Membrane proteins are found in all kingdoms of life and are essential for cellular interactions with the environment. Although a large research effort have been put into this group many membrane proteins remains uncharacterized, both in terms of function and evolutionary history. We have estimated the component of α-helical membrane proteins within the human proteome; the membrane proteome. We found that the human membrane proteome make up 27% of all protein, which we could classify the majority of into 234 families and further into three major functional groups: receptors, transporters or enzymes. We extended this analysis by determining the membrane proteome of 24 organisms that covers all major groups of eukaryotes. This comprehensive membrane protein catalog of over 100,000 proteins was utilized to determine the evolutionary history of all membrane protein families throughout eukaryotes.  We also investigated the evolutionary history across eukaryotes of the antiviral Interferon induced transmembrane proteins (IFITM) and the G protein-coupled receptor (GPCR) superfamily in detail.  We identified ten novel human homologs to the IFITM proteins, which together with the known IFITMs forms a family that we call the Dispanins.
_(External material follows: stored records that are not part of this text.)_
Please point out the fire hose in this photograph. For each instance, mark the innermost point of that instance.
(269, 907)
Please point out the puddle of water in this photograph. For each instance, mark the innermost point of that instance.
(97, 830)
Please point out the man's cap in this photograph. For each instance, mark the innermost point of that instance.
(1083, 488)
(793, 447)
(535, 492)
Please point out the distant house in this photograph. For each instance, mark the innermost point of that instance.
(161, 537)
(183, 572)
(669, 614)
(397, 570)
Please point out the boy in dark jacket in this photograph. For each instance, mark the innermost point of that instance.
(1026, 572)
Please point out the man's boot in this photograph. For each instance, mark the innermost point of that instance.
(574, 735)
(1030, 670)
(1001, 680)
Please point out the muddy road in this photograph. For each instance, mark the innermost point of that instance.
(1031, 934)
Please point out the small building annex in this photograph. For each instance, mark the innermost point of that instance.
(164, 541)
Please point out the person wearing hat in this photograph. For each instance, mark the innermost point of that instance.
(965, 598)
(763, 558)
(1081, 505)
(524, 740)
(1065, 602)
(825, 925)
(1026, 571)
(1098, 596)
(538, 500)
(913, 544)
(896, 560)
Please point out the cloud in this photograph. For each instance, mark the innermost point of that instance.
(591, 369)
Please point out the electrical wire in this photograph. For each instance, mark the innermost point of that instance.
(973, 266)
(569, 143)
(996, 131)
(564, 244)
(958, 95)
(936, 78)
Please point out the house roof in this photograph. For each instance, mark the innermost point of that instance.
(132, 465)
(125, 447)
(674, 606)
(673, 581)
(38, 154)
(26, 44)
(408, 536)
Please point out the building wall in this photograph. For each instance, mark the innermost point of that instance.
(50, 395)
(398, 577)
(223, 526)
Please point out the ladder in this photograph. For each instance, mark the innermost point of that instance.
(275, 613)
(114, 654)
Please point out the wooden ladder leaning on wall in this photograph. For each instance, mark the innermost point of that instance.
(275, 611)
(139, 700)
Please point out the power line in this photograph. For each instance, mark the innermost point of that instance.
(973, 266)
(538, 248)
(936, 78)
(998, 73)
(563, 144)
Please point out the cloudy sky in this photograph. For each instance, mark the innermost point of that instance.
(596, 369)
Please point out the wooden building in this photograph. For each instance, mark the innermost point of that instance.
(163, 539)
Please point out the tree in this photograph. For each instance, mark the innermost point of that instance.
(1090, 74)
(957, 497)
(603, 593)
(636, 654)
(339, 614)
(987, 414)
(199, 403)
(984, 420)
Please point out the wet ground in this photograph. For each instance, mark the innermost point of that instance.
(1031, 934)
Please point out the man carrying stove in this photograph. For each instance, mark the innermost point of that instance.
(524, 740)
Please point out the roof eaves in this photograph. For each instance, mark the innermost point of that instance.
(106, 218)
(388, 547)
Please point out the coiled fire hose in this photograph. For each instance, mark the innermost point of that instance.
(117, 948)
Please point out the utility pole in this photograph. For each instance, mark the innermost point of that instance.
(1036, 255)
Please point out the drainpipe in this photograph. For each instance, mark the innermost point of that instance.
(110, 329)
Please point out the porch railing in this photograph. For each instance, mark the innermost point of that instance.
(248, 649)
Using phylogenetic analysis we show that the Dispanins first emerged in eukaryotes in a common ancestor of choanoflagellates and animals, and that the family later expanded in vertebrates into four subfamilies. The GPCR superfamily was mined across eukaryotic species and we present evidence for a common origin for four of the five main human GPCR families; Rhodopsin, Frizzled, Adhesion and Secretin in the cAMP receptor family that was found in non-metazoans and invertebrates, but has been lost in vertebrates. Here we present the first accurate estimation of the human proteome together with comprehensive functional and evolutionary classification and extend it to organisms that represents all major eukaryotic groups. Moreover, we identify a novel protein family, the Dispanins, which has an evolutionary history that has been formed by horizontal gene transfer from bacteria followed by expansions in the animal lineage. We also study the evolution of the GPCR superfamily throughout eukaryotic evolution and provide a comprehensive model of the evolution and relationship of these receptors.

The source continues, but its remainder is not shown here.